What are the aims of the project?
Personality characteristics are emerging as consistent protective/risk factors in predicting dementia risk and progression. This competing renewal extends our previous work on the role of personality in cognitive healthspan (Aims 1, 3) and cognitive resilience (Aims 2, 3) and includes social support (SS). Both cognitive aging outcomes (healthspan, resilience) are directly linked to development and progression of Alzheimer’s Disease and Related Dementias (ADRD).
- Aim 1: Test the role of personality and SS (both cross-sectionally and over time) in cognitive healthspan using 10 longitudinal datasets. We ask how Big 5 personality traits (i.e., neuroticism [N], extraversion [E], conscientiousness [C], openness [O], and agreeableness [A]) and social support (SS) predict the course of ADRD through inflammatory and cardiometabolic markers, examining level and rate of change in each predictor.

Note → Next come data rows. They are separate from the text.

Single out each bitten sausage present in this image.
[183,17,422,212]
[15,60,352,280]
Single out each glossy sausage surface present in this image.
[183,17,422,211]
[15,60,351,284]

- Aim 2: Interrogate questions about the direct and indirect role of personality and SS on cognitive resilience, using brain autopsies from 5 datasets. In Aim 2, we ask how personality, SS, and their change predict cognitive resilience (i.e., toleration of ADRD neuropathology) through inflammatory and cardiometabolic markers. Many older adults remain clinically free of dementia despite considerable presence of dementia-related pathology in their brains. Recent work has shown that personality traits (esp. N, C, O) are associated with such resilience1,2. Yet the pathways that connect personality to cognitive resilience are unclear. We will test associations between personality, SS, and cognitive resilience, using five datasets that include postmortem autopsy (a subset from Aim 1). We will also test cardiometabolic and inflammatory mediators as mechanisms linking personality traits and SS to cognitive resilience.
- Aim 3: Examine social disadvantage as a moderator of personality/SS-cognitive health associations. In Aim 3, we ask if the above associations with cognitive healthspan and resilience are contingent on economic or racial disadvantage. According to resource substitution theory, personality compensates for socioeconomic resources when lacking. We will test whether the predictor-outcome associations vary by SES and if they hold among Black Americans, a historically disadvantaged group making up 14% of our samples. We also will consider cardiometabolic and inflammatory mediating pathways in moderated mediation models.
What are your next steps?
Next, we will begin to write one or two papers on each of the three aims. We are hiring a new postdoc, and we hope that between the several Feinberg-based co-investigators and the postdoc, we will carry out analyses within the next few months and begin to write journal articles.
What do you hope will come out of this funded research?
I hope to bolster dementia prevention efforts by specifying how behavioral and psychological factors, such as personality traits and social connectedness can reduce the risk for ADRD. Targeted interventions based on personality traits or interventions designed to raise social connectedness may help reduce dementia risk or slow progression of the disease.